Monday, November 8, 2010

Lonely Road


Since moving to the city, I have noticed a retreat into myself.  I believed in the beginning that moving to New Orleans would kind of be one big constant party, at least in the city's atmosphere and we would easily fall into step with the second line march about the place.  That was not the case, but I honestly don't think you fall into line anywhere completely different from where you grew up. Moving to an unknown place has always been hard for me, but for some reason the New Orleans transition feels harder.

Steeled.  I feel more steeled to the negativity.  Little country mouse moved to the big city and learned that the cats around these parts are part of the mafia.  In becoming steeled, I have retreated into the safety and comfort of my home and husband, which is fine to a degree, but somewhere I kind of let myself get completely sucked into the comfort of my home and husband.

We were chatting the other night and Kev brought to my attention that he has basically been away from me for 1/2 a year.  Meaning, over the past year, I have only spent half the year in his presence.  Wow.

I am now on a mission to go out and find myself in this city, as my own person.  Not separate from Kevin per say, just distant.  I can't continue to sit in my cave house and wait for my husband to come home.  This is not a divorce of my husband by any means, it's just a proclamation to myself to go find what I'm missing right now.  Feed my soul...

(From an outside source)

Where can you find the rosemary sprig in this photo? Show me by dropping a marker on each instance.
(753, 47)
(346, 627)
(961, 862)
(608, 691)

I hope you all have good ways to feed your own souls - it's important to fill your bucket regularly.

Have a fabulous week!
xoxo

1 comment:

  1. I think you will find that if you just get out in New Orleans, the fine cast of characters that have assembled there will help you find what you are searching for.

    I will give you this analogy. I ran a marathon a while back. The race itself was the easyist part of the whole thing. The hardest part was just getting out the front door to do the training runs. But having done the training, the race was a breeze.